The 2010 “El Coyote” Cabernet explodes with dark fruit smells and an almost beef broth aroma. This wine walks right up the line between fruity and savory, yet jumps right over to the savory side. If you’ve heard of “umami,” the savory flavor found in certain dried mushrooms, soy sauce, and salty cheeses, you’ll recognize it in our 2010 “El Coyote.”

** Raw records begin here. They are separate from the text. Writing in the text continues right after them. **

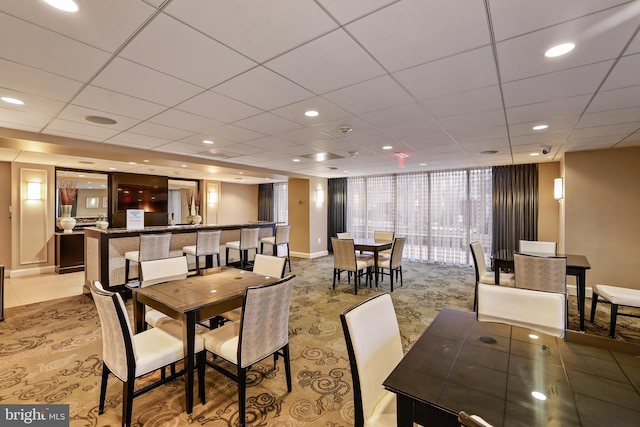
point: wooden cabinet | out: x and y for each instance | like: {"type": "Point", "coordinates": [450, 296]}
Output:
{"type": "Point", "coordinates": [69, 252]}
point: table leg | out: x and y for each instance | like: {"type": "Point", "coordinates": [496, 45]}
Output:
{"type": "Point", "coordinates": [189, 335]}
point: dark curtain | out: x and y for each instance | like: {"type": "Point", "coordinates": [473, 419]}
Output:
{"type": "Point", "coordinates": [336, 208]}
{"type": "Point", "coordinates": [515, 205]}
{"type": "Point", "coordinates": [265, 202]}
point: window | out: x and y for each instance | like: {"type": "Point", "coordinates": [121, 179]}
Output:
{"type": "Point", "coordinates": [281, 202]}
{"type": "Point", "coordinates": [440, 213]}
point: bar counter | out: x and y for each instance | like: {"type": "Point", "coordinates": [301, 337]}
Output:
{"type": "Point", "coordinates": [104, 249]}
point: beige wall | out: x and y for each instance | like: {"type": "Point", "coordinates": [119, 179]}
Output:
{"type": "Point", "coordinates": [548, 207]}
{"type": "Point", "coordinates": [5, 215]}
{"type": "Point", "coordinates": [602, 213]}
{"type": "Point", "coordinates": [238, 203]}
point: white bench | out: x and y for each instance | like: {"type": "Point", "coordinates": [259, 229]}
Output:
{"type": "Point", "coordinates": [616, 296]}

While savory in aroma, it delivers plenty of fruit and nervous energy in the mouth. I highly recommend decanting this wine (as I do with all 2010s) to lessen the tension between what you smell and what you taste.

Growing Conditions

The growing season in 2010 was the coolest on our estate since its inception in 1999. Compared to the weather data for 1998 and 1997, it was still the coolest in recent history. Lucky for us at Kuleto Estate, we have plenty of sunshine despite the lack of heat. The majority of our vineyard blocks lie above the fog-line, so even if Napa Valley is socked in, our vines enjoy the first sun of the day. What does a cool vintage mean for a mountain-top vineyard? It means wines that strongly express their varietal character, have tremendous natural acidity for length of mouth-feel and aging, and modest finished alcohols. Whenever you hear that the Valley has suffered a cold or damp vintage, look to the mountains particularly on the east side) for exceptional wines.
Wine lots and barrels selected for our “El Coyote” Cabernet Sauvignon don’t necessarily come from a particular spot on the estate ( à la Vineyard Designate), but rather share common flavor and structural attributes that highlight the dark, meaty, rich, black fruit aspects of the variety. To further highlight these characters in a cool vintage, we often co-ferment or blend immediately post fermentation with varieties that share these same qualities.